Aezio (inviato tra gli Unni agli inizi di gen­naio), arriva ad Aquileia tre giorni dopo la morte di Giovanni. Capisce che la situazio­ne ormai è perduta e gioca la carta dei suoi seimila Unni al seguito per accordarsi (dopo una svogliata battaglia) con il magister mili­tum orientale Aspar. Aezio ottiene il perdo­no e viene nominato comes domesticorum con l’incarico di recarsi subito in Gallia per rompere l’assedio di Arelate (Arles) tenuto dai Visigoti. I suoi Unni, ben retribuiti, ven­gono fatti ritornare nelle loro sedi oltre il Danubio.

 

 

Il 9 luglio, da Aquileia, tutti gli atti dell’u­surpatore (soprattutto quelli in materia re­ligiosa) vengono abrogati da Valentiniano (in realtà da Galla Placidia). E il 23 ottobre, a Roma, Valentiniano, figlio di Galla, all’età di cinque anni, viene nominato imperatore d’Occidente. Il vescovo Patroclo, in Gallia, re­cupera la sua autorità e intensifica la lotta al pelagianesimo. Aezio, da parte sua in Gallia si trova in una strana situazione: è con i lealisti (il prefetto Amazio, il vescovo di Areiate Patroclo, il magister militum per Gallias Cassio) per ri­pristinare l’ordine di Roma (si è ricomposta la dinastia dei teodosidi con Valentiniano e l’imperatrice Galla Placidia). Si trova però da­vanti, quasi uno scherzo del destino, i re­sponsabili della morte di suo padre, Gau­denzio, già (come lui) fautore di Giovanni, l’u­surpatore. Comunque stiano le cose Aezio fa il suo dovere, libera Arelate (Arles) dall’as­sedio e sconfigge duramente i Visigoti. Con questo successo ha inizio la sua carriera militare e politica.

 

 

Galla Placidia in Italia, nel frattempo, affida la carica di magister peditum a Flavio Co­stanzo Felice, troppo pericolosa infatti era parsa all’imperatrice reggente l’eventuale designazione alla carica di Bonifacio, comes Africae, troppo il potere che si sarebbe con­centrato nelle sue mani. Di concerto con il governo di Costantinopoli (Teodosio II), Gal­la lascia che Bonifacio governi nella sua area africana.

 

 

- In Spagna i Vandali, dopo la sconfitta di Ca­stino (vedi l’anno 422), si stabiliscono sal­damente nella Betica. Siviglia e Cartagine vengono distrutte. Un primo sbarco in Afri­ca (Mauritiania) pone le basi di una più gran­de spedizione.

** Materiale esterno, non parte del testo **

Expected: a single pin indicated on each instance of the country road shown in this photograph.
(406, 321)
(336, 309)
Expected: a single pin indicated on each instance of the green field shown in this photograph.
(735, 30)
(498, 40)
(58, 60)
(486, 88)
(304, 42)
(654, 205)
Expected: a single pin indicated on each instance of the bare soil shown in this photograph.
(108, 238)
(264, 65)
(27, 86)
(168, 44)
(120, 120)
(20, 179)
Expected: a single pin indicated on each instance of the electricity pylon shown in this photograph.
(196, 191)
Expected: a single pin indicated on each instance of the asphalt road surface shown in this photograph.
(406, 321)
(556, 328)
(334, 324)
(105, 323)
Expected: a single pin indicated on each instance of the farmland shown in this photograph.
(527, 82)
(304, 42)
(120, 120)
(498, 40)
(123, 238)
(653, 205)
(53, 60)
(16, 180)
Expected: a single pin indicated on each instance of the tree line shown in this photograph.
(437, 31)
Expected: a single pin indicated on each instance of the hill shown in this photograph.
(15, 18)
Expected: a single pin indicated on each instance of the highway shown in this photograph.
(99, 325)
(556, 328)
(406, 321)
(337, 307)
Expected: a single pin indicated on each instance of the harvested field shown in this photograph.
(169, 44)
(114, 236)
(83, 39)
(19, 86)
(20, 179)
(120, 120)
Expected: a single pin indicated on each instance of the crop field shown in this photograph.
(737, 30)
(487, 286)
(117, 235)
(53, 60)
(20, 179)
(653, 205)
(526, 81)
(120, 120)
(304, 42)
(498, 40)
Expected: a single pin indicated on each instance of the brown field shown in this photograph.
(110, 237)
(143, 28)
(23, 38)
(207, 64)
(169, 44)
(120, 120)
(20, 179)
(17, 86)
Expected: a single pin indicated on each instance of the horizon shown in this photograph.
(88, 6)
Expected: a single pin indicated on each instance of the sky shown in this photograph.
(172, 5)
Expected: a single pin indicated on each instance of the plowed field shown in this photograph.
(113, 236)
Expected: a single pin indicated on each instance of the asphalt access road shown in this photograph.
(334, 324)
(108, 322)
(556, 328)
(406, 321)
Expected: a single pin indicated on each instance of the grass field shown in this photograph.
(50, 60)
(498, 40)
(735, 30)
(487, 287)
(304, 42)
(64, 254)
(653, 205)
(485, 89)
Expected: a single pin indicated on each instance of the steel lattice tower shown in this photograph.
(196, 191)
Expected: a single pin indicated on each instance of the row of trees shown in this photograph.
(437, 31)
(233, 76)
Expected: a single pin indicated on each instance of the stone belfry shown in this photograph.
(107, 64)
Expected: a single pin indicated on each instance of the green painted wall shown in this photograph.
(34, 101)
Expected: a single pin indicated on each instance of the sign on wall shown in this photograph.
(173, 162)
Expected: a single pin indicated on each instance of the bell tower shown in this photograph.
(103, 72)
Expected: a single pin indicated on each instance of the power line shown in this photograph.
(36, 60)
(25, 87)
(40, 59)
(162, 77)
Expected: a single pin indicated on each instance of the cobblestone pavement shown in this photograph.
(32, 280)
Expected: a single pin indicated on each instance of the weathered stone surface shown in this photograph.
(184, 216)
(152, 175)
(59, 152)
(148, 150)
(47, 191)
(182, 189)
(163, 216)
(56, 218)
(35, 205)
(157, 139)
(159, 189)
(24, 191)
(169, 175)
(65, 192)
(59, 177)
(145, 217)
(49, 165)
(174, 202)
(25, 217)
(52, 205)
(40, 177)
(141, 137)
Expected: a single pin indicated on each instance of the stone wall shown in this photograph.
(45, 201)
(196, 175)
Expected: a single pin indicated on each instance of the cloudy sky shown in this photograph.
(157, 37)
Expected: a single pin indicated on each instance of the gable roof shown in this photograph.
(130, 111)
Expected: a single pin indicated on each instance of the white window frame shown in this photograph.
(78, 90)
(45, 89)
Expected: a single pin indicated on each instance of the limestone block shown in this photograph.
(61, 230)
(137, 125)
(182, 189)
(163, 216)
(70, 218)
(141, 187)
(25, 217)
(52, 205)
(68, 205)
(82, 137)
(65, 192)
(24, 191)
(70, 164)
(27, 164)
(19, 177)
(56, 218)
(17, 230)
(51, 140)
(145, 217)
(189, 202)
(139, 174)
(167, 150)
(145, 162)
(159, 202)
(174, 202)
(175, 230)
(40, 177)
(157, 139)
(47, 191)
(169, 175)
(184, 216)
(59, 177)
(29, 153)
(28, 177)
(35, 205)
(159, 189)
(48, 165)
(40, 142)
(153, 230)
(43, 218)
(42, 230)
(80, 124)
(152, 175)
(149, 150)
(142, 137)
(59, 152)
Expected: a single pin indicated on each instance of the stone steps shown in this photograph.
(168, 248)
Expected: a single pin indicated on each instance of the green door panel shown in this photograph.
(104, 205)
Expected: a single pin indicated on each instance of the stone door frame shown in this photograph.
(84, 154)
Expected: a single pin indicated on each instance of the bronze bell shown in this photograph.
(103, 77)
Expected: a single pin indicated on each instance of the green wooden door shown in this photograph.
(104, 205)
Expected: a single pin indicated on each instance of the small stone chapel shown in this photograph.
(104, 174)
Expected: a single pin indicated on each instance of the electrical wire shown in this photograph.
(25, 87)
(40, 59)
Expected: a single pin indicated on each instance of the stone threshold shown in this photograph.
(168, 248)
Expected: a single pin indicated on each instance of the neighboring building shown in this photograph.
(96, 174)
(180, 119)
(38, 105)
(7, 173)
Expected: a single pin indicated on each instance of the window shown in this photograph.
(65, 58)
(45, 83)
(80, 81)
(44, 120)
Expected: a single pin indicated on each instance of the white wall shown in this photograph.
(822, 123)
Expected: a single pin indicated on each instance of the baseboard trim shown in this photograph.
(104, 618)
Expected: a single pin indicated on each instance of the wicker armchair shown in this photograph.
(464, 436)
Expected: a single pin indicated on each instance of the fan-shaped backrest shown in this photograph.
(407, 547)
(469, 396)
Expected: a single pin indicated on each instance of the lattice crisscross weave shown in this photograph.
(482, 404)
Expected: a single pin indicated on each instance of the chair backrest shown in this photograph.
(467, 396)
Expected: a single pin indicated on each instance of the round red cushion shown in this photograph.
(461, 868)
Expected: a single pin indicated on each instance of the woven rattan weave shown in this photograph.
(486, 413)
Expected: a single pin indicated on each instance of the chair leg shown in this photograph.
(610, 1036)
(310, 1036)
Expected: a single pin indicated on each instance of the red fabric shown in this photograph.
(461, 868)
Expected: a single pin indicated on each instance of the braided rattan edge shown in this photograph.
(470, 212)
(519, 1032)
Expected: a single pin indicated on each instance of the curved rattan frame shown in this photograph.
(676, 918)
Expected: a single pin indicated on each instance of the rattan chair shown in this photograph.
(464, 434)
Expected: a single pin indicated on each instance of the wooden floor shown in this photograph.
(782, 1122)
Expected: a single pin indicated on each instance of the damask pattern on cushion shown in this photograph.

- In Britannia, Vortigern, un nobile celtico, si dichiara re e dichiara formalmente l’indi­pendenza dell’isola dall’impero d’Occidente. Gode dell’appoggio delle correnti cristiano­pelagiane, considerate eretiche dal cattoli­cesimo ortodosso.

- Inizio della formazione di uno stato unno in Pannonia.

 

 

 

 

426

Muta la geografia dei sostenitori del potere, si assiste ad un altro rimescolamento di carte e di fortune ...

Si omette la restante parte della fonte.